Styling JavaDoc

Mikael Magnusson
I am a developer
Published in
2 min readNov 1, 2015

For a recent internal project I was asked to publish our APIs online, it was part of a project I was managing; to update our external web site. I had worked hard to style the site according to our brand and I think it turned out quite nice, I must admit. But if you’ve ever worked with javadoc, trying to style it, to make it fit your design you know the frustration I felt when I realized that, well, you don’t style javadoc, javadoc styles you.

Eff that.

With the help of Google (and their Android developer site) I learned how to bend the matrix to my needs. The secret is a project called doclava. From the project’s Google Code site:

Doclava (rhymes with baklava) is a custom Javadoc doclet used to generate documentation. Key differences between Doclava and the standard doclet include:

Refreshed look and feel, including search capabilities.Embeds versioning information in the documentation.Uses a templating engine for user customizations.Throw build errors for things that can easily be caught, like @param tags that don’t match the parameter names.Ability to include snippets of code from real source codeFederate documentation between multiple sites.Ability to embed javadocs in a larger web page.

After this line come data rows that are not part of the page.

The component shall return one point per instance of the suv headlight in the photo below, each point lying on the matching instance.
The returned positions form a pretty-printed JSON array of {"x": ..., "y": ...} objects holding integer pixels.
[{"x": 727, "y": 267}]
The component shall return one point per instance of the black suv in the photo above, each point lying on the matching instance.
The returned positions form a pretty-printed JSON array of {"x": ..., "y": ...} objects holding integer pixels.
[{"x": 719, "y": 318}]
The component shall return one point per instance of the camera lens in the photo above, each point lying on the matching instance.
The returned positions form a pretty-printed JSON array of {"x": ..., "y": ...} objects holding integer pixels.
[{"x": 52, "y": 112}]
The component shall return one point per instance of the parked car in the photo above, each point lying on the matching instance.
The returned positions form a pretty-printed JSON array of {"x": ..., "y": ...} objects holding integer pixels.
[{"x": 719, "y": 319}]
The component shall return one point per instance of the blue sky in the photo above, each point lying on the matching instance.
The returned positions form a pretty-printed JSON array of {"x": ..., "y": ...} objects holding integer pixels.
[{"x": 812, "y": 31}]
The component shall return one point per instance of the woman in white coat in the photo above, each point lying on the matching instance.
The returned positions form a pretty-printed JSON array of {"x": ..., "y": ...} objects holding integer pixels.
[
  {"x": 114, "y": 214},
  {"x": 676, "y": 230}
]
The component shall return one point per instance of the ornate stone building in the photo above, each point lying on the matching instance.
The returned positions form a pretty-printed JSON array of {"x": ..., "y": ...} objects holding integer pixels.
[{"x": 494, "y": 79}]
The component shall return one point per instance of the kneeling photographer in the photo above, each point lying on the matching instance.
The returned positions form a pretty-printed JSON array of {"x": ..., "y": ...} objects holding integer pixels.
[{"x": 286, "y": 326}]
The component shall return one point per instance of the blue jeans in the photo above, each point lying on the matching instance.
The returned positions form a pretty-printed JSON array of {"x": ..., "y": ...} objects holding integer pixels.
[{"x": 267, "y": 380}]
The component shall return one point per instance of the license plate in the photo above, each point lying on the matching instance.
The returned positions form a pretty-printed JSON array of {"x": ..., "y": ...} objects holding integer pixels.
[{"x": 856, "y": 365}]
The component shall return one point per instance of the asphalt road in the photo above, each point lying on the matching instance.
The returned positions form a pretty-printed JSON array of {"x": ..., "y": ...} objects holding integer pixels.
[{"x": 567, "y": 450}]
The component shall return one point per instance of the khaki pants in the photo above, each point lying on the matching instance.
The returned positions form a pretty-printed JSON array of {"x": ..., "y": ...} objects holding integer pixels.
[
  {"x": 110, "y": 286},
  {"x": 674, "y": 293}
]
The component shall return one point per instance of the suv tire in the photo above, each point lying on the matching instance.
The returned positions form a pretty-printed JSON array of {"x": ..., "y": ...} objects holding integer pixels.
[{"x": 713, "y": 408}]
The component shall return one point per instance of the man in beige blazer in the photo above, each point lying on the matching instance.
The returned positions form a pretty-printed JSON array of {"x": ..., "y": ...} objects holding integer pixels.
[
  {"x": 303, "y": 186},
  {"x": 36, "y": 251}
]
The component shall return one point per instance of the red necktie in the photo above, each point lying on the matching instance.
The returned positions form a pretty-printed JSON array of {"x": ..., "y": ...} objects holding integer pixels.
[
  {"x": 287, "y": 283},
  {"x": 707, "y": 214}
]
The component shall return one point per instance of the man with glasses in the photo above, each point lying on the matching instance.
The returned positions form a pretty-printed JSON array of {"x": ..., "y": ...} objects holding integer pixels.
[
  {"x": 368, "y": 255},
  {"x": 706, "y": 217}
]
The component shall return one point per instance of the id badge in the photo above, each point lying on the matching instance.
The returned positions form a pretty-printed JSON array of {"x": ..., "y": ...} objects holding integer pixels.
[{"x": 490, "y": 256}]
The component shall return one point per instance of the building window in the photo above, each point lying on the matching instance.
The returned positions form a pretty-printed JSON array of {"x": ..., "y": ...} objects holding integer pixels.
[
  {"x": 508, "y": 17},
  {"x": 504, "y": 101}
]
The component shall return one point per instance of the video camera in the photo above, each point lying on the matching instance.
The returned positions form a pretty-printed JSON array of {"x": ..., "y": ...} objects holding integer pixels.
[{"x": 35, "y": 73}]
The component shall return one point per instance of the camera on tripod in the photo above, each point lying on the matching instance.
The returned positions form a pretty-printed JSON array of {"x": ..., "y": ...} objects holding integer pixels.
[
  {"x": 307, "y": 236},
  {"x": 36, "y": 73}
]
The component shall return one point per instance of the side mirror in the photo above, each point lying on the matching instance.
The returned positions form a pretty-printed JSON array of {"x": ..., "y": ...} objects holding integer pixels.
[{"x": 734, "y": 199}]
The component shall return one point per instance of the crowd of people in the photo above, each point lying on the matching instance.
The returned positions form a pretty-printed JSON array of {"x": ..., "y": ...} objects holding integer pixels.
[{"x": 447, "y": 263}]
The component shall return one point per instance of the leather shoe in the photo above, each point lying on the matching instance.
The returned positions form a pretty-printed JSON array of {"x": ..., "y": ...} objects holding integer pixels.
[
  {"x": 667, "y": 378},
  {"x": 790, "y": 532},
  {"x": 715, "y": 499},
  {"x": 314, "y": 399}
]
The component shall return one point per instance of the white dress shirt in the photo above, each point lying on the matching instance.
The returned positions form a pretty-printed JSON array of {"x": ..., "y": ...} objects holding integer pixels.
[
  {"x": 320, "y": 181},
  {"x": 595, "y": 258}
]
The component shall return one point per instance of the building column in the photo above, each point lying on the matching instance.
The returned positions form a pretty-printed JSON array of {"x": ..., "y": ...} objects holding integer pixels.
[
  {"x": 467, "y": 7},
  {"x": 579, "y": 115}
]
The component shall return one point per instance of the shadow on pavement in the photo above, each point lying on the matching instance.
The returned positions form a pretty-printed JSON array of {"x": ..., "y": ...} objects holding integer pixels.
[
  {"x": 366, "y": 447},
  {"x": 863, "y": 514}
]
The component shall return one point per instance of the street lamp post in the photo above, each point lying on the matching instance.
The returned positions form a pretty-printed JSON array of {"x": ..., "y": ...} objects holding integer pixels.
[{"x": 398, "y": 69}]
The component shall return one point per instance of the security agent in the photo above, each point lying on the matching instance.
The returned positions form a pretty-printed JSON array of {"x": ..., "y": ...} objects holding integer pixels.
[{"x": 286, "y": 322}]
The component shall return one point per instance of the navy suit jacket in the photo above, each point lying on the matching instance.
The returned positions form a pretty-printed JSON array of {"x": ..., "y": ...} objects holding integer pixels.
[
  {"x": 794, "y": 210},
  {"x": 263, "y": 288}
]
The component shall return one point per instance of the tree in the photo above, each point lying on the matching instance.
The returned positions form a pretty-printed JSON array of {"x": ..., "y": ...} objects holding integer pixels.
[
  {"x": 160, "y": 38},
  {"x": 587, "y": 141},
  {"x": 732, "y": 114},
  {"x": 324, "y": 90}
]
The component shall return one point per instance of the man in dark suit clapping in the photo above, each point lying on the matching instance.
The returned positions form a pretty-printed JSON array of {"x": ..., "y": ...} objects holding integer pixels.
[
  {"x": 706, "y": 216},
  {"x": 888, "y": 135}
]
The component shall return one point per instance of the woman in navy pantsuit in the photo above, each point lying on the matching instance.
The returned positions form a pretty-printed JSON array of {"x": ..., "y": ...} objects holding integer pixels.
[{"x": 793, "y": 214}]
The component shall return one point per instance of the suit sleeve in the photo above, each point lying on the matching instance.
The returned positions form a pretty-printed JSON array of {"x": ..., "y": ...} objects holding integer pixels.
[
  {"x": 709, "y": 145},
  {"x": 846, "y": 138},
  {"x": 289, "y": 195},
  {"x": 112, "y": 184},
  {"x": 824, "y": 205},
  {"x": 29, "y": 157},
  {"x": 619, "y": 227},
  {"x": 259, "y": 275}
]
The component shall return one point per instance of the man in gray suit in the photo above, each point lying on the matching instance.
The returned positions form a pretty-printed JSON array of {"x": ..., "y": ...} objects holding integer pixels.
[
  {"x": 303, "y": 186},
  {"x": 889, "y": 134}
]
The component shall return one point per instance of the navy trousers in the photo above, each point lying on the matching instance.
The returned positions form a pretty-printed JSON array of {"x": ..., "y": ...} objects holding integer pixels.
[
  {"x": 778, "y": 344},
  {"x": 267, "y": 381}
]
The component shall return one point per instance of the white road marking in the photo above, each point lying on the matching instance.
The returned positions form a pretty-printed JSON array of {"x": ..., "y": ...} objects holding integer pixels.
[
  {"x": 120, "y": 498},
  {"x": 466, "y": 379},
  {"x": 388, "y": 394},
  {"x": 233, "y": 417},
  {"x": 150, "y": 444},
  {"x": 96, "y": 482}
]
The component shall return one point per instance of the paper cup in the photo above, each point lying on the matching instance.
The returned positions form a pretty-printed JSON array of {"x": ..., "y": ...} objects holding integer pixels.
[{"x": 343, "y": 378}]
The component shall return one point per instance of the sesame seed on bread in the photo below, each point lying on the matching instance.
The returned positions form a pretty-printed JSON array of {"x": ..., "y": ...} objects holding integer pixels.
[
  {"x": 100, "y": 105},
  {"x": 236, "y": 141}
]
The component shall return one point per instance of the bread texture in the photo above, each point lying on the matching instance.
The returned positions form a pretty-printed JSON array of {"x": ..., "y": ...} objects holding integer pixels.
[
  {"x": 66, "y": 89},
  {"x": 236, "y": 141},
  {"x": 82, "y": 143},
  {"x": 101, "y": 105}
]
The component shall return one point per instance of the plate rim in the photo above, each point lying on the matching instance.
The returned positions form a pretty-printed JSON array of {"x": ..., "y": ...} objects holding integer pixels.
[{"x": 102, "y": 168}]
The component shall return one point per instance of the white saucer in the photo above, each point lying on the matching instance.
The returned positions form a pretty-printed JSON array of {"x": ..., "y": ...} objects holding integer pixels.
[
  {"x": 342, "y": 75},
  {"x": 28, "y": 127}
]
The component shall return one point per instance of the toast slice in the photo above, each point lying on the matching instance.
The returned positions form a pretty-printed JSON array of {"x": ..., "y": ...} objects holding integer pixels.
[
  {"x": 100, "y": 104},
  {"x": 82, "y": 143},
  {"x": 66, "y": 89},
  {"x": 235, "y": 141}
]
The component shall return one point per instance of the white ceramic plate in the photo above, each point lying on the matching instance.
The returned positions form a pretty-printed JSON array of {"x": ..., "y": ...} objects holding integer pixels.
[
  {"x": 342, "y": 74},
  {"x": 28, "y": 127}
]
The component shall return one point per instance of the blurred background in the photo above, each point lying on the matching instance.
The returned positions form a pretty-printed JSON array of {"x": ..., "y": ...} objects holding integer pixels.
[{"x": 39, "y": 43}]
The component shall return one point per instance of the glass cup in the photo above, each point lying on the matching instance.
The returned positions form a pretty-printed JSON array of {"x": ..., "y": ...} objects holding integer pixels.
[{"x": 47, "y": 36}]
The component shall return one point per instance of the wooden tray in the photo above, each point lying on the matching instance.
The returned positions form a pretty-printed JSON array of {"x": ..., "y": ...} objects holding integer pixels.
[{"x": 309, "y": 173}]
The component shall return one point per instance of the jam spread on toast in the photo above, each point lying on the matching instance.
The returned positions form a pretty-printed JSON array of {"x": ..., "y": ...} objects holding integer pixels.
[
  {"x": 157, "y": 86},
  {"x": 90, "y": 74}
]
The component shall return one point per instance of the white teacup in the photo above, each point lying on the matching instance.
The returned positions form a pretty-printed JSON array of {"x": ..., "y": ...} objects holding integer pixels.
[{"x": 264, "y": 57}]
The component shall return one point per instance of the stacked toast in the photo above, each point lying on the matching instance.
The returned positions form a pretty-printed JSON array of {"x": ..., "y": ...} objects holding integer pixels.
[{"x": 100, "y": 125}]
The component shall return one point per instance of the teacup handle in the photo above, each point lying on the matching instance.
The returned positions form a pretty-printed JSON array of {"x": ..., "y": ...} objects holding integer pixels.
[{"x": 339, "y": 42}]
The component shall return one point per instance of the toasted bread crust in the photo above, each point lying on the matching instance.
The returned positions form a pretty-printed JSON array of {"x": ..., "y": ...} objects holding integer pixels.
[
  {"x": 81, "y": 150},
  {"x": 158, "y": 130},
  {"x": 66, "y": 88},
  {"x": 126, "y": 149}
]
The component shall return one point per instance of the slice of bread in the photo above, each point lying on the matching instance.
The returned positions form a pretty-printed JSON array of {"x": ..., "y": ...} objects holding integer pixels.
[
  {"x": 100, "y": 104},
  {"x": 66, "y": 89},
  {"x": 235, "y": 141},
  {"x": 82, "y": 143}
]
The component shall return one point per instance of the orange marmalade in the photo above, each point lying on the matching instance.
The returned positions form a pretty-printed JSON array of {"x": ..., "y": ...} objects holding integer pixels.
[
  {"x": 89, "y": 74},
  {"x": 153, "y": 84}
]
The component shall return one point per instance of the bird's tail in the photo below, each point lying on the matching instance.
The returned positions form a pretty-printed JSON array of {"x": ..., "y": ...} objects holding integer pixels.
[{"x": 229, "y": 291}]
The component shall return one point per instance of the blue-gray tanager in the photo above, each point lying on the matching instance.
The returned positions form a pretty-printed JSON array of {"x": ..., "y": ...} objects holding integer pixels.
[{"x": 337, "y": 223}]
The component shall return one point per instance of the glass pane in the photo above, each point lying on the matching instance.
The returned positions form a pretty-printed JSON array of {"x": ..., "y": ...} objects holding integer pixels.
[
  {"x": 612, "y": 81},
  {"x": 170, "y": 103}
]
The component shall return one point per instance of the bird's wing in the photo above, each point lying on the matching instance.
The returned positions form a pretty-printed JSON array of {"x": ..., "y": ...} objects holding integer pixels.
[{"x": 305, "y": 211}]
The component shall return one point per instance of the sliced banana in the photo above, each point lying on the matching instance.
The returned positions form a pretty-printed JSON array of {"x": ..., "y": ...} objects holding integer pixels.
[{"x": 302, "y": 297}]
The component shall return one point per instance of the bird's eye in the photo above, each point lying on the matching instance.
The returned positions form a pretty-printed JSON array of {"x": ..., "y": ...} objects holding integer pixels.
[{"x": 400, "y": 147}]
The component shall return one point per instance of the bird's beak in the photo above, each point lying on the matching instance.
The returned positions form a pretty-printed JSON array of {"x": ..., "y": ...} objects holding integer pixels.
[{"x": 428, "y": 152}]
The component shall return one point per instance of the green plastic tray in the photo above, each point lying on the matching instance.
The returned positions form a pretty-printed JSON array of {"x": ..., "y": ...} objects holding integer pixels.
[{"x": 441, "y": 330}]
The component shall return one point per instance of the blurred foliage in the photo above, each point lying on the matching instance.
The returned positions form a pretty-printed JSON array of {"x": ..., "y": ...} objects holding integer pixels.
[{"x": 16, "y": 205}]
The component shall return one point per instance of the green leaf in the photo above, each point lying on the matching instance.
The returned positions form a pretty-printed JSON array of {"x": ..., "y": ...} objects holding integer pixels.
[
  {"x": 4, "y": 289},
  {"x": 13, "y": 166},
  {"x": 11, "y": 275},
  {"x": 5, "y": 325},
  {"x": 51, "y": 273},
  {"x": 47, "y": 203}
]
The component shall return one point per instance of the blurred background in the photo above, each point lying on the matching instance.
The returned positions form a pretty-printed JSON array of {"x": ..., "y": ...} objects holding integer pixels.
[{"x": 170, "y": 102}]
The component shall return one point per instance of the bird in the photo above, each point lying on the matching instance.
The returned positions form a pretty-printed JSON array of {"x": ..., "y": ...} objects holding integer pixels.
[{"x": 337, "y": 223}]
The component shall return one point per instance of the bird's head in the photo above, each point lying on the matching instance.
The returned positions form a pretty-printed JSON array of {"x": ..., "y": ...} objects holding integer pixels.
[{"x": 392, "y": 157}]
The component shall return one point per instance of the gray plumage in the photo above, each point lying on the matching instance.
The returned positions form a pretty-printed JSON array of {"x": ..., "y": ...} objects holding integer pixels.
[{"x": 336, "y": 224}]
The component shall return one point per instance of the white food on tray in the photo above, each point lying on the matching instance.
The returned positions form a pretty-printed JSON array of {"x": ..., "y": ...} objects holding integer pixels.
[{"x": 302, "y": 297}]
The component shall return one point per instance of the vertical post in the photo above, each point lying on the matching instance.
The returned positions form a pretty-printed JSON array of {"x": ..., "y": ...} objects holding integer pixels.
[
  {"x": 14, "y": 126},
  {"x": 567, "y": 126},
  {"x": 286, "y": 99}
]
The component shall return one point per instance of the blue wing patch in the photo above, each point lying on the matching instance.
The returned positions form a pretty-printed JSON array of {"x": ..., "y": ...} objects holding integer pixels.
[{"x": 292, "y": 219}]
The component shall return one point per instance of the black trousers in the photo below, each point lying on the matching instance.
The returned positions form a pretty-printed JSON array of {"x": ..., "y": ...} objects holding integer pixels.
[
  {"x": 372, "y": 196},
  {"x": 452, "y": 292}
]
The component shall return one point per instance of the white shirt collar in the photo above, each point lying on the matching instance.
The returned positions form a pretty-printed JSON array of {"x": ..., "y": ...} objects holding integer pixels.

Doclava uses JSilver as its templating engine, a pure-Java implementation of Clearsilver.

Very cool. Thank you Google.

How to do it

Download doclava, unzip and create a directory structure like this:

MyJavaDocProject
|- doclava-1.0.6
|- doclava-1.0.6-javadoc.jar
|- doclava-1.0.6-sources.jar
|- doclava-1.0.6.jar
|- generated-docs
|- templates
|- class.cs
|- classes.cs
|- components.cs
|- . . .

The generated-docs folder should be an empty folder. This is where your resulting javadoc will be created. Thetemplates folder should be a copy of res/assets/templates as found in the source code.

Alright. To make it all happen we execute javadoc with the doclava docket like this:

javadoc -XDignore.symbol.file=true -encoding "ISO-8859-1" -quiet -doclet com.google.doclava.Doclava -docletpath ./doclava-1.0.6/doclava-1.0.6.jar -d ./generated-docs/ -sourcepath /path/to/my/java/project/src/ -subpackages @include_packages.txt -exclude @exclude_packages.txt -templatedir ./templates/

Some stuff in there is specific to my use case (ignore.symbol.file and encoding, for example) and you can leave out the include and exclude packages lists if you like but it makes it easy for me to filter stuff we don’t want to publish.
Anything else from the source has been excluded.